Dengan penghasilan tersebut, meski sudah dipotong pajak penghasilan, total gaji yang diterima Candra tetap mencengangkan!
Meskipun berpenghasilan besar, Candra Kusuma diduga gagal memberikan nafkah yang layak bagi istri dan anak-anaknya di Sidoarjo. Sang anak, yang kini tengah menempuh studi di Universitas Negeri Surabaya, mengungkapkan bahwa ayahnya hanya bertanggung jawab atas biaya pendidikan, tanpa memperhatikan kebutuhan hidup sehari-hari mereka. Bahkan, permintaan sederhana untuk uang tes IQ sebesar Rp 600 ribu pun tak pernah dipenuhi.
"Ayahku selalu merasa bahwa membayar pendidikan sudah cukup, tapi dia lupa bahwa biaya hidup juga penting. Aku baru saja masuk UNESA, dan kaget mengetahui bahwa ayah sudah menikah lagi dan memiliki anak lain," ungkapnya dengan nada kecewa.
Perlakuan Candra Kusuma yang dingin dan acuh tak acuh terhadap keluarganya telah menimbulkan gelombang kemarahan dan kekecewaan mendalam di hati sang anak.
Melalui akun X @nitaainir, ia mengungkapkan betapa minimnya komunikasi yang terjalin, hanya sebulan sekali Candra menelepon, dengan alasan tak memiliki smartphone, meskipun kehidupannya di Bogor tampak jauh dari kesulitan.
Kekecewaan semakin membuncah ketika sang anak mengetahui bahwa ayahnya ternyata memiliki keluarga lain, sebuah fakta yang disembunyikan dan tak pernah diungkapkan.
Gelombang kontroversi semakin menggelora terkait besarnya gaji yang diterima anggota DPRD Kabupaten Bogor, termasuk Candra Kusuma. Berdasarkan PP Nomor 18 Tahun 2017 yang mengatur hak keuangan dan administrasi para anggota dewan, gaji mereka terdiri dari gaji pokok dan berbagai tunjangan yang melimpah.

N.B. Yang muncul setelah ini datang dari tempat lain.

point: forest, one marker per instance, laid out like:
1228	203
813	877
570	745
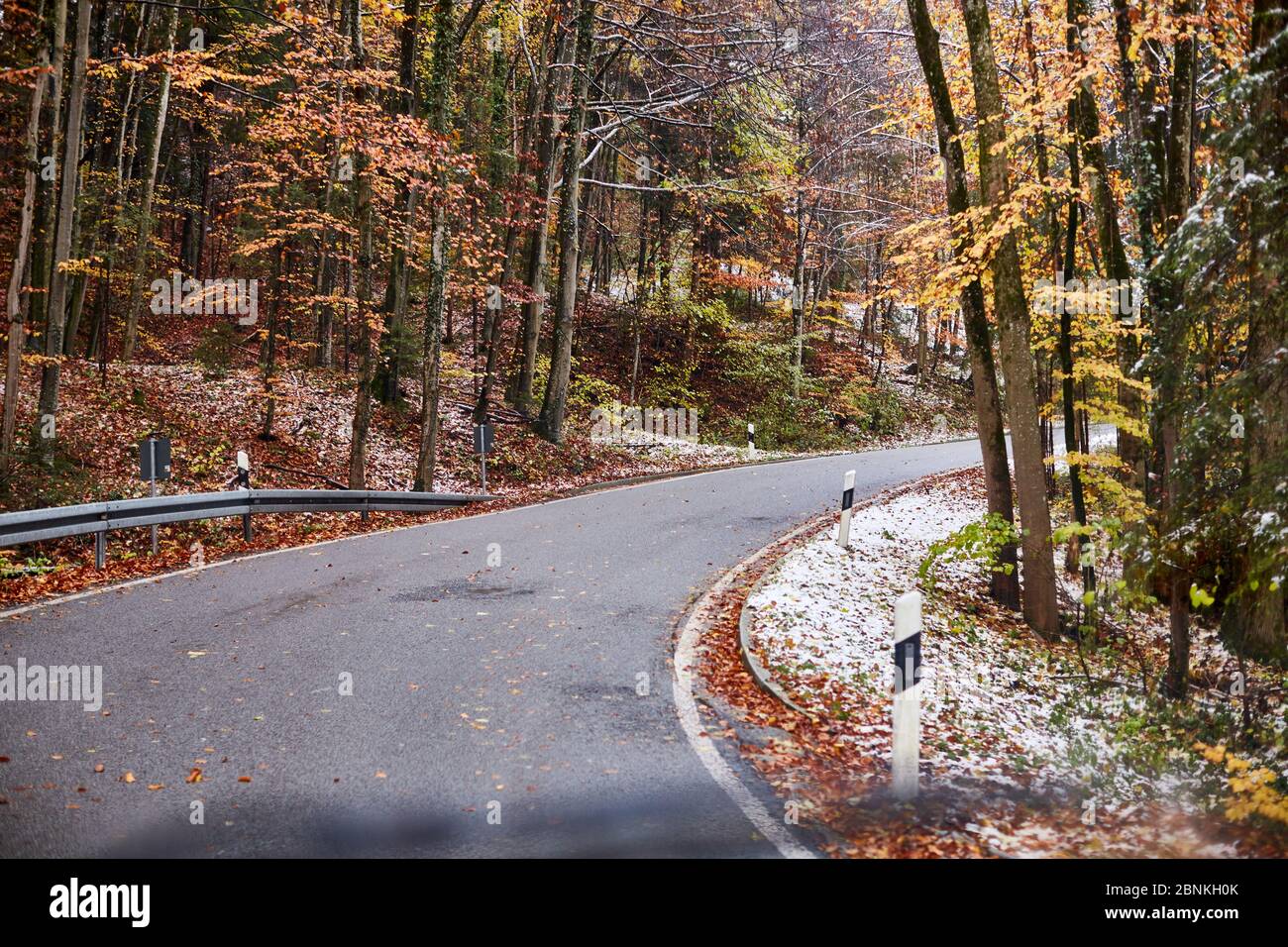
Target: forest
1055	214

Candra Kusuma, misalnya, diperkirakan meraup lebih dari Rp 36 juta setiap bulan, sementara beberapa sumber bahkan menyebutkan angka fantastis mencapai Rp45 juta.
Situasi ini memicu perdebatan hangat tentang kesenjangan mencolok antara kehidupan pribadi para anggota DPRD dan tanggung jawab moral mereka terhadap keluarga serta masyarakat yang mereka wakili.
Meskipun ada kontroversi yang mengemuka, PP Nomor 18 Tahun 2017 tetap menjadi payung hukum yang mengatur hak keuangan dan administratif bagi pimpinan serta anggota DPRD, mencakup berbagai aspek seperti penghasilan, tunjangan, dan fasilitas lainnya.
Di sisi lain, Permendagri Nomor 62 Tahun 2017 memberikan rincian lebih lanjut mengenai penghasilan dan tunjangan untuk anggota DPRD di tingkat kabupaten/kota, yang meliputi tunjangan jabatan, transportasi, komunikasi intensif, dan tunjangan perumahan.
Pemerintah daerah diharapkan dapat menyesuaikan besaran tunjangan tersebut dengan anggaran dan kebutuhan operasional masing-masing. Dengan demikian, kedua peraturan ini bertujuan untuk memastikan bahwa penghasilan dan tunjangan anggota DPRD sejalan dengan peran serta kewenangan mereka, sembari memberikan fleksibilitas sesuai kondisi keuangan daerah.
Beberapa tunjangan yang bisa dinikmati anggota DPRD antara lain gaji pokok, tunjangan jabatan, tunjangan transportasi, hingga tunjangan beras, yang tentunya bervariasi tergantung pada jabatan dan anggaran daerah.